Elles arrivent une heure plus tard dans le hall du Park Hotel, dans l’arrondissement de Ninato. Dès qu’il les aperçoit, Romuald se précipite à leur rencontre. Heureux de les retrouver, il conduit « ses filles » dans leurs chambres situées quelques étages plus haut où elles voudraient au moins prendre le temps de se relaxer un peu. Impatient de plonger dans le bouillonnement de cette ville inouïe, Romuald s’emploie à mobiliser sa petite équipe.

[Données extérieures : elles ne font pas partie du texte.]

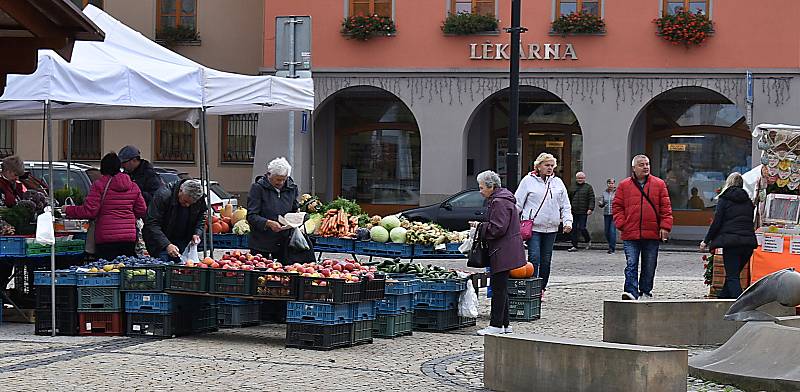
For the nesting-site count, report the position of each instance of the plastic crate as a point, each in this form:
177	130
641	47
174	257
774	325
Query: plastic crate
373	288
333	244
438	300
239	315
318	337
443	284
401	287
361	332
328	290
318	313
158	325
182	278
525	288
63	278
524	310
274	285
12	246
395	304
98	279
384	249
101	323
224	281
364	310
66	323
66	298
99	299
393	325
143	278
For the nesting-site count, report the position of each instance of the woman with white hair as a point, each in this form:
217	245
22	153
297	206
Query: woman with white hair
272	195
543	199
732	230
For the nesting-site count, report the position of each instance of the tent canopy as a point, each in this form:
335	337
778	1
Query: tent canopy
141	80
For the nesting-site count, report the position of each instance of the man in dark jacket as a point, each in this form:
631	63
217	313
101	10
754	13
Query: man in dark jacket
174	218
141	172
582	200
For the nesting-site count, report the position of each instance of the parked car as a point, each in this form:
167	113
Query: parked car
454	213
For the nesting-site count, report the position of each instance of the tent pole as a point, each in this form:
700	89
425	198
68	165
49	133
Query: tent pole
49	120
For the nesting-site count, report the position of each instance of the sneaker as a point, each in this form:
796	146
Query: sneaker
490	330
626	296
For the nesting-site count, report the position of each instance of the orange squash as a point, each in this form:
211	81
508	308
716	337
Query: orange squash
524	272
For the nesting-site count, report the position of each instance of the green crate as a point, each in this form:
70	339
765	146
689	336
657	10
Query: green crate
393	325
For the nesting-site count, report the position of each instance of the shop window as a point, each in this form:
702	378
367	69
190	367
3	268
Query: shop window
239	137
371	7
693	6
86	140
6	138
482	7
174	141
566	7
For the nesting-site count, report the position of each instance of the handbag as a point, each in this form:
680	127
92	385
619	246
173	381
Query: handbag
90	246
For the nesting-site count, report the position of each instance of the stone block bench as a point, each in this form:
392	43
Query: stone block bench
519	362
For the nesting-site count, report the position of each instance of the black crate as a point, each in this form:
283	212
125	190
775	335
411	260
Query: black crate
361	332
66	323
318	337
525	288
328	290
66	298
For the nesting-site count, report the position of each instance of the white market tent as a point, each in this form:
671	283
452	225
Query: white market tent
128	76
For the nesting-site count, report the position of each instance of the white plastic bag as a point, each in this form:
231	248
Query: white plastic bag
45	233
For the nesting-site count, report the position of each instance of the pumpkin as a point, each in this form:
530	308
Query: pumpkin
524	272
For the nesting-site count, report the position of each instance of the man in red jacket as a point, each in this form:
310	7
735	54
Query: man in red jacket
643	213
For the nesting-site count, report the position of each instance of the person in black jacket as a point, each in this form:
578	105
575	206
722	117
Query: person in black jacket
733	231
272	195
175	216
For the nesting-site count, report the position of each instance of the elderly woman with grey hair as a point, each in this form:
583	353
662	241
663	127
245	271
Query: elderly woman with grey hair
272	195
501	232
175	218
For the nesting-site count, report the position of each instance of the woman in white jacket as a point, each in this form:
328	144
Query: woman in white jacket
542	198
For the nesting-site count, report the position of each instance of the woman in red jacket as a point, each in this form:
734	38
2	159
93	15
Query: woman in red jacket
114	202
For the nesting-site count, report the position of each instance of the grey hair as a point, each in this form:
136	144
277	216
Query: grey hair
193	189
489	179
638	157
279	167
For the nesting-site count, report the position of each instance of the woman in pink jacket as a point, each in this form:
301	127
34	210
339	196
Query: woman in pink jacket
114	202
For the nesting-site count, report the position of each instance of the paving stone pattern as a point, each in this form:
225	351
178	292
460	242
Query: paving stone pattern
255	358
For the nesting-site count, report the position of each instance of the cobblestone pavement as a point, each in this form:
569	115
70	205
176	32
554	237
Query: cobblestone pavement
255	358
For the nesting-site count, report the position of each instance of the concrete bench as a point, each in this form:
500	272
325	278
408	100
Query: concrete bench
519	362
673	322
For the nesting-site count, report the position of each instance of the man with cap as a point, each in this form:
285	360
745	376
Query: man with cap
141	172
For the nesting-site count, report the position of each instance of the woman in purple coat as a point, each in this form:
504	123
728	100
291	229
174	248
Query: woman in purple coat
501	230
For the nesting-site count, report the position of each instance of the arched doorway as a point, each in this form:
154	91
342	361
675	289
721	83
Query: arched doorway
694	137
375	149
546	124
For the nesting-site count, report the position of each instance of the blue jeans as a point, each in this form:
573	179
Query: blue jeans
540	252
611	232
648	249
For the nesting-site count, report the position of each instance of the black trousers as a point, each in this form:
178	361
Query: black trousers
499	314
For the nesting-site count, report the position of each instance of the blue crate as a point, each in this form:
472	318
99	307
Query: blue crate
401	287
396	304
364	310
12	246
333	244
318	313
384	249
98	279
436	300
63	278
443	284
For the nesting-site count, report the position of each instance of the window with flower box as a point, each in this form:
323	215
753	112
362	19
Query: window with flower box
566	7
670	7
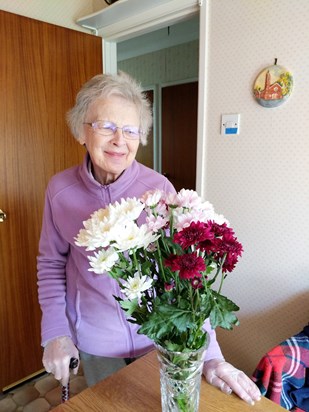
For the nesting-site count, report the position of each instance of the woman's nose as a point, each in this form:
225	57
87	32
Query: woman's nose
118	136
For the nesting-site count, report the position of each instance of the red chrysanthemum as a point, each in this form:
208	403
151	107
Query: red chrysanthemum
193	234
189	265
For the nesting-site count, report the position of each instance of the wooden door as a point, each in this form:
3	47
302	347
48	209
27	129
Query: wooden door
179	134
42	67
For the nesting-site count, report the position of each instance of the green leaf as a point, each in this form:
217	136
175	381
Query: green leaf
129	306
222	312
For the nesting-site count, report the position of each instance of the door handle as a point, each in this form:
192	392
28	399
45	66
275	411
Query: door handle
2	216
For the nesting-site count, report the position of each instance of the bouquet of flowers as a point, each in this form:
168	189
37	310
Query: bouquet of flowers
170	268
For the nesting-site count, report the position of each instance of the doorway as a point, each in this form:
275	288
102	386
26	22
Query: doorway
166	60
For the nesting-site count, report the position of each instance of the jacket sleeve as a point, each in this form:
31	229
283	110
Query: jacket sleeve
51	264
213	351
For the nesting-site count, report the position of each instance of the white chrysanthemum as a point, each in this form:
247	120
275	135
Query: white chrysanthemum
152	197
134	287
126	210
188	198
155	223
132	236
103	261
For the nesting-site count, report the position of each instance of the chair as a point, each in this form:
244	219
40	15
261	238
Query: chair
282	374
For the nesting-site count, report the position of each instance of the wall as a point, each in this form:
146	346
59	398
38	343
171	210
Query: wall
260	179
59	12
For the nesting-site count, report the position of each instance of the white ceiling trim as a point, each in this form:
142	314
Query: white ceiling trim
128	18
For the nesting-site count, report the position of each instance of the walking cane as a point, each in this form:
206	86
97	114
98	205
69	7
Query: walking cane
65	390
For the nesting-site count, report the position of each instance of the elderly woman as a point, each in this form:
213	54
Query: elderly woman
81	318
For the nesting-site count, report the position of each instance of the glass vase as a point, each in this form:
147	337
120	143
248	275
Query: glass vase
180	379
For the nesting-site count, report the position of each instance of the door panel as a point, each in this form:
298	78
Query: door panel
42	67
179	134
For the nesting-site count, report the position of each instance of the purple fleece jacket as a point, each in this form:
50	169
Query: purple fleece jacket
74	301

Dehors, ils entament leur déambulation dans les rues du quartier, sans cesse pris de surprise par les façades improbables des immeubles. Des milliers de passants aux visages sans expression glissent sur les trottoirs sans jamais se frôler. Les yeux de Juliette sont à chaque instant attirés par la forme des bâtiments, ces mouvements architecturaux hors du commun. La fatigue du voyage a fait place à une douce euphorie de la découverte. Elle est convaincue que cette merveilleuse promesse de dépaysement lui sera bénéfique. Elle observe Chloé qui sans l’avouer semble ébahie par ce décor urbain explosif. Elle espère que pour elle aussi cette parenthèse nipponne marquera une nouvelle étape de son développement. Admirative, elle sourit en voyant Romuald à l’affut de la moindre pépite visuelle. Elle retrouve en lui l’enfant qu’il devient à chacun de leurs voyages.

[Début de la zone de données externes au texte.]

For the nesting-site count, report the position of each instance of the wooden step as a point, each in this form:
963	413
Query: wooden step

Lorsqu’ils regagnent leur hôtel, Tokyo et la nuit ne font plus qu’une depuis longtemps. Juliette retrouve Chloé dans sa chambre pour le rituel du coucher. Comme chaque soir depuis toujours, elle prend plaisir à improviser une histoire pour elle. C’est leur moment privilégié à toutes les deux, le petit vent repoussant les nuages qui trop souvent font de l’ombre à la relation entre une mère soucieuse de tenir son rôle le mieux possible et sa fille trop souvent convaincue du contraire.

L’histoire terminée, Juliette regagne la chambre parentale. Sur le lit elle aperçoit une enveloppe à laquelle Romuald n’a visiblement pas prêté attention. Elle l’ouvre et en retire un bristol. « Chéri, nous voici au pays des haïkus ! », dit-elle à son mari et d’une voix cérémoniale :

Tes yeux vers le ciel

L’air nourri de mille bruits

La contemplation

« C’est beau, s’exclame Romuald en se dirigeant vers la salle de bain. Les japonais ont le sens de l’accueil ! ». Lorsqu’il rejoint Juliette dans la chambre, elle s’est effondrée de fatigue sur leur lit.